By now, many of us have heard the name Mahsa Amini. She was a 22-year-old Iranian woman who was accused of violating the country’s dress code for women and was arrested in Tehran by the Guidance Patrol, Iran’s “morality police.” She died in police custody. Over the past two weeks, protests have spread across the country, and many have died due to rising police retaliation. Demonstrating in this way could be existential for those involved, but Amini’s death has struck a chord with the country. According to Reuters, at least 83 people have been killed, and authorities have arrested hundreds of people. The rallying cry, originally a Kurdish slogan, is “Woman, Life, Freedom.”
Amini was visiting Tehran with her family from Iran’s northwest Kurdistan Province, which adds a layer of complexity to this case as Kurds are an ethnic minority in Iran. Protests began with outrage over Amini's death; the abuse she faced was the last straw. However, the demonstrations challenging the regime have united Iranians from all walks of life. The protests have grown in both size and meaning, with protestors citing their reasons for joining as issues like political repression and economic strife.
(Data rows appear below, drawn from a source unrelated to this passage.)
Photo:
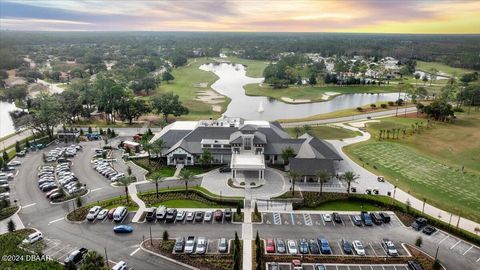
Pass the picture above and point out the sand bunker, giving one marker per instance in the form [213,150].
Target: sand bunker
[289,100]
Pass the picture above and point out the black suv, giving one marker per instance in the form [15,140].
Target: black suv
[419,223]
[76,256]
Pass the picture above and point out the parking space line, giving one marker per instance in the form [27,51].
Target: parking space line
[456,244]
[444,239]
[135,251]
[467,250]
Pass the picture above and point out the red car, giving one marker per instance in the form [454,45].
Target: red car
[110,213]
[270,246]
[218,215]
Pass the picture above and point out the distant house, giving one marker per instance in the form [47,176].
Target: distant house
[245,146]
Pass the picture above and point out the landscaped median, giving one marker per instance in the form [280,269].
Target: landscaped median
[315,201]
[80,214]
[213,261]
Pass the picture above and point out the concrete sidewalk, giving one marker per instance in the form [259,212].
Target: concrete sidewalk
[368,179]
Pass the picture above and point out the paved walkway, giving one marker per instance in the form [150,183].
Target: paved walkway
[247,237]
[350,118]
[368,179]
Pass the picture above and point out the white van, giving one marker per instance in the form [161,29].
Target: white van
[33,237]
[121,265]
[120,213]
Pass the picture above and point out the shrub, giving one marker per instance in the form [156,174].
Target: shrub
[419,241]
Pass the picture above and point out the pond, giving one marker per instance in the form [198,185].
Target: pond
[232,78]
[6,122]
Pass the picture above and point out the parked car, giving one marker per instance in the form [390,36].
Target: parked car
[270,245]
[327,217]
[102,214]
[228,214]
[202,245]
[389,247]
[121,265]
[292,247]
[347,247]
[324,246]
[429,230]
[281,248]
[419,223]
[358,247]
[336,217]
[225,169]
[161,212]
[218,215]
[190,216]
[319,266]
[303,246]
[33,237]
[171,215]
[180,216]
[366,219]
[93,212]
[223,245]
[190,244]
[123,229]
[385,217]
[198,216]
[110,213]
[179,244]
[208,216]
[76,256]
[376,218]
[151,214]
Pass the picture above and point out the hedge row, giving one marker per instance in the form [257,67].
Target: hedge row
[313,199]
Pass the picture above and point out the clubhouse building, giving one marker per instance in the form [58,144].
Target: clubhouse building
[246,147]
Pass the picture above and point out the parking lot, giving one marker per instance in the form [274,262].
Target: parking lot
[310,266]
[454,245]
[307,219]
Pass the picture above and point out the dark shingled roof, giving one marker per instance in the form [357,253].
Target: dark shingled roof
[309,166]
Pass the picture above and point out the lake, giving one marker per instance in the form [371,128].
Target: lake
[232,78]
[6,122]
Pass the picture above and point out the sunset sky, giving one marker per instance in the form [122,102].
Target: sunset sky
[361,16]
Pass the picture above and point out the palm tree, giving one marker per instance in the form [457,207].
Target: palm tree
[307,128]
[186,175]
[297,131]
[147,146]
[124,182]
[349,177]
[93,260]
[287,153]
[323,176]
[293,177]
[157,179]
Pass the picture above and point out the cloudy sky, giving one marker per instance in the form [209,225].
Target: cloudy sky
[370,16]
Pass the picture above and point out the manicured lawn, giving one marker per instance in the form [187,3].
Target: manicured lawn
[314,93]
[346,206]
[188,204]
[254,67]
[328,132]
[184,85]
[344,113]
[426,66]
[429,165]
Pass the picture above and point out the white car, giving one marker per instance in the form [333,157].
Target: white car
[327,217]
[92,214]
[358,247]
[208,216]
[202,245]
[292,247]
[102,214]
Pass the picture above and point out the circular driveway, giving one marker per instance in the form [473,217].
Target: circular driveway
[275,184]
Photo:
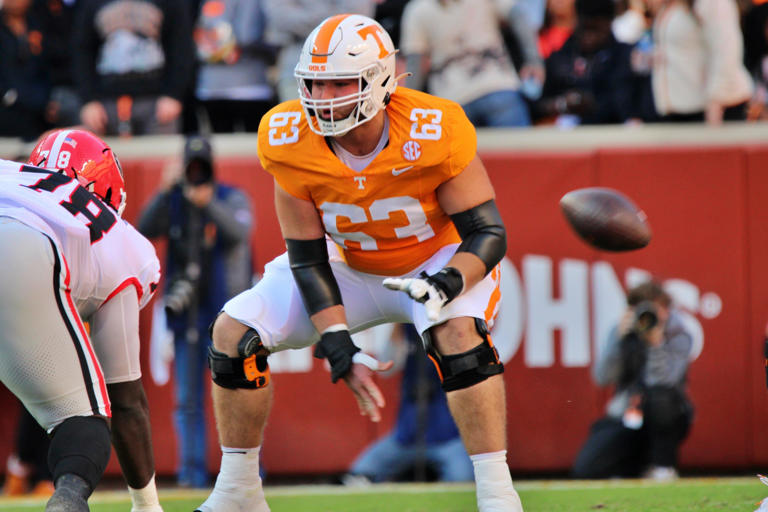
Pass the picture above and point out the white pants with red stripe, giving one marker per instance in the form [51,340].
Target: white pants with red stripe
[275,309]
[47,360]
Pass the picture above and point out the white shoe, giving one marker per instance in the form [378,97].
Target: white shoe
[661,473]
[220,502]
[507,502]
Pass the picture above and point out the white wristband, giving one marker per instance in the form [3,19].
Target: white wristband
[366,360]
[336,328]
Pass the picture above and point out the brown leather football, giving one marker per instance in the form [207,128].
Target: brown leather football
[606,219]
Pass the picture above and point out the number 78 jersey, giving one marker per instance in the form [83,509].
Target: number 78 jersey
[386,218]
[103,253]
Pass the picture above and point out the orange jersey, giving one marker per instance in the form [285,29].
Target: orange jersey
[386,218]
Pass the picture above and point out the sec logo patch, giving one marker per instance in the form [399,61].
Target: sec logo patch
[411,150]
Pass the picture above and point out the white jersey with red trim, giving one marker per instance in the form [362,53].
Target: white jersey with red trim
[103,252]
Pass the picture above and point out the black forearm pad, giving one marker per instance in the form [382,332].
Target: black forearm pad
[482,233]
[312,273]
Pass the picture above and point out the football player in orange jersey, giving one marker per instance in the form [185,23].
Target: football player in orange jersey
[375,190]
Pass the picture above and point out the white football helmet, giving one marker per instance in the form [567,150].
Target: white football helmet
[347,46]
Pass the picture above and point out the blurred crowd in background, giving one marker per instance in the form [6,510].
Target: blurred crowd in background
[134,67]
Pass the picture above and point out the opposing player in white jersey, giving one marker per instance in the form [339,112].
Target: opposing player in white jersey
[69,258]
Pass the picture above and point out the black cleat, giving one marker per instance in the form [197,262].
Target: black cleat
[71,495]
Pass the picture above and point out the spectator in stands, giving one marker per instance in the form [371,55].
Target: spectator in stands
[646,358]
[559,22]
[208,226]
[24,85]
[132,65]
[756,58]
[459,46]
[389,13]
[425,435]
[698,73]
[57,17]
[233,91]
[590,80]
[289,22]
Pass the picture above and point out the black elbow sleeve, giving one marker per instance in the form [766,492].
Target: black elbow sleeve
[482,233]
[312,273]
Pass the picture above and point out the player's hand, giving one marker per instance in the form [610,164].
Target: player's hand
[360,381]
[338,348]
[434,291]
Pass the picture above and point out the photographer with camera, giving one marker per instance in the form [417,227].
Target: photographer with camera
[208,227]
[646,358]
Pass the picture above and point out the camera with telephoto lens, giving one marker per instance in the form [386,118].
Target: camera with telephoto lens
[646,317]
[180,295]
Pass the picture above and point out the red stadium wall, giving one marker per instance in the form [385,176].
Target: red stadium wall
[709,214]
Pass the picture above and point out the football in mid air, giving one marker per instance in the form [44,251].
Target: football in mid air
[606,219]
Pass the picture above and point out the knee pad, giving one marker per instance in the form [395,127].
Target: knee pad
[249,370]
[80,446]
[459,371]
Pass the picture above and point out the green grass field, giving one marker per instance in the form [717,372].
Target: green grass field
[694,494]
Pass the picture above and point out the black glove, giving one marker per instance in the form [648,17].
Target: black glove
[338,348]
[434,291]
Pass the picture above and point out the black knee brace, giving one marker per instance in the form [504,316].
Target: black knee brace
[459,371]
[80,446]
[249,370]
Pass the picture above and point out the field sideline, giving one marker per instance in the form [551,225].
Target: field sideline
[687,494]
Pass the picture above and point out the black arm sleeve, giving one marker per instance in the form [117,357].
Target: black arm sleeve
[313,274]
[482,233]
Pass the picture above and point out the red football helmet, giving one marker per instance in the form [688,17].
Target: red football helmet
[84,156]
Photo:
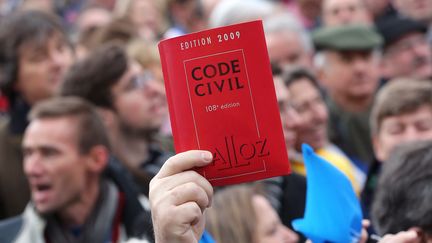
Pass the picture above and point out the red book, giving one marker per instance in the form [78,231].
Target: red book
[221,98]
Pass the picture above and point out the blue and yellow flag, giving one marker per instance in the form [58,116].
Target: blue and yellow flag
[333,212]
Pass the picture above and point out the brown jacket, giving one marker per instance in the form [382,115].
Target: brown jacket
[14,189]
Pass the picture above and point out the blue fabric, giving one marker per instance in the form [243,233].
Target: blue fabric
[206,238]
[333,212]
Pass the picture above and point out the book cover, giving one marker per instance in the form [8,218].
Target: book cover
[221,98]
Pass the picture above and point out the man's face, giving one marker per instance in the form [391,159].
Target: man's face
[290,119]
[56,171]
[417,9]
[409,57]
[351,74]
[286,49]
[139,100]
[310,106]
[338,12]
[42,68]
[395,130]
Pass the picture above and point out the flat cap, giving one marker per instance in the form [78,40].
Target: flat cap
[352,37]
[394,27]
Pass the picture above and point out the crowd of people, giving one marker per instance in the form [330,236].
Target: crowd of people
[86,151]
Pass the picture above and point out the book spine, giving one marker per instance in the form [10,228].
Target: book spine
[169,86]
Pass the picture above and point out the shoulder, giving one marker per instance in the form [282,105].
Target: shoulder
[10,228]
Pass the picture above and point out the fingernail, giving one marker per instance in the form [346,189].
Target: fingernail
[207,156]
[412,234]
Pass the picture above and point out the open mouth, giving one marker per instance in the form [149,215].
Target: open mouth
[43,187]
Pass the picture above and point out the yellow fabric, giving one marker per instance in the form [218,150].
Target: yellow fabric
[337,160]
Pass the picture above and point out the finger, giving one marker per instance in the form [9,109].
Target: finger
[401,237]
[174,181]
[190,192]
[188,213]
[185,161]
[365,223]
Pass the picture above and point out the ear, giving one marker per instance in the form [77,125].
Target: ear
[97,158]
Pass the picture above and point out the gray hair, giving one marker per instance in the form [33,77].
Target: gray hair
[286,22]
[234,11]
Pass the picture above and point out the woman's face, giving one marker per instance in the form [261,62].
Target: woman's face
[269,227]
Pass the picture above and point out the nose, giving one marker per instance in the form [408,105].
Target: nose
[33,166]
[319,113]
[154,88]
[411,134]
[288,235]
[293,118]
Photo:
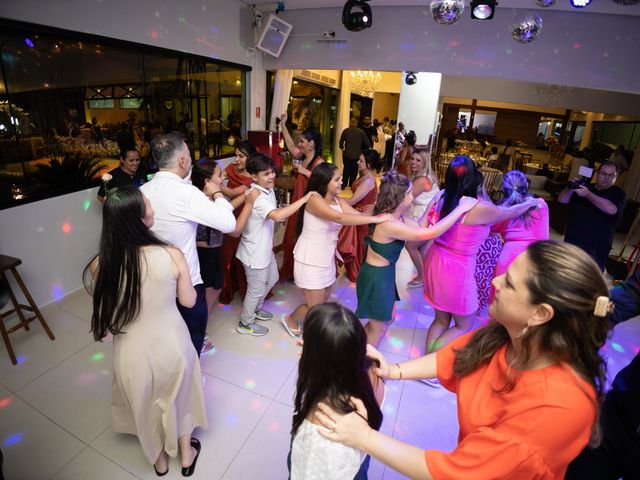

Because participants' have gone beyond solely speaking out against religious laws, there are many angles to examine the nation’s protests through. I’ve been particularly interested in the bravery of the country’s women, young people and students who have organized and led many of the demonstrations. Putting one’s body on the line is the ultimate resistance, especially under such dire conditions as the death toll rises and the Iranian authorities become increasingly violent. This week, I have recommendations for a few reads from Iranian women and on global feminism.
By Ava Homa
Ava Homa’s debut novel is one of the first books written in English by a female Kurdish author. It’s an expansive, sharp story about a young Kurdish woman named Leila who lives in Iran. She’s a filmmaker hoping to share her community’s stories with the world. Leila’s father, like the writer’s, was imprisoned when she was a child. It’s not long before the same happens to her brother because of his political views. Once Leila launches a campaign to find her brother, she realizes that she, too, is at risk. This quote from a friend of the protagonist sums up the heart of the novel and, perhaps, gets at the protests Iran is currently facing: “The truth is that they really don’t want to kill us all… The end of racism and other fears will be the end of dictators. Our weapons may look like toys before their artillery, but what we stand for scares the hell out of them.” The story follows Leila as she tries to save her brother from execution, all the while fighting oppression twice over: first because she is Kurdish, second because she is female.
By Kumari Jayawardena
“The countries dealt with have one factor in common: they have either been directly subjugated to aggression and domination by imperial powers… or indirectly manipulated into serving the interests of imperialism,” says Jayawardena in the introduction to this book. The classic feminist text is worth revisiting, especially for those of us who live in the West. It’s an academic read surveying women’s movements of the 19th and 20th centuries in Turkey, Egypt, Iran, India, Sri Lanka, Indonesia, the Philippines, China, Vietnam, Korea and Japan. And it’s an important reframing of early resistance to gender-based oppression. The book was first published over three decades ago, but it’s still useful, especially for reference or deeper study into global feminist movements. Jayawardena tells the story of revolution through the lives of people who engaged in early feminism and equality movements, and the book shines in its narrative portions.
Translated by Dick Davis
This is a compilation of poetry from 83 Persian women from the 10th century to the present day. It’s a great read if you are looking to engage with Persian culture—poetry is one of their greatest traditions. Each poem in this collection is prefaced by a short, biographical note. These offerings are special, allowing you into the world of the poet. Uniquely, the poems serve as a way of understanding history. If you read closely, you’ll see changes in tone, theme and upbringing of the authors. One of my favorites is from Baligheh-ye Shirazi from the nineteenth century. Not much is known about her, other than that she was likely from Shiraz, and her poem is short, slightly mysterious, and sweet. “At night a dog sleeps in your alleyway / By day, the sunlight kisses where he lay.”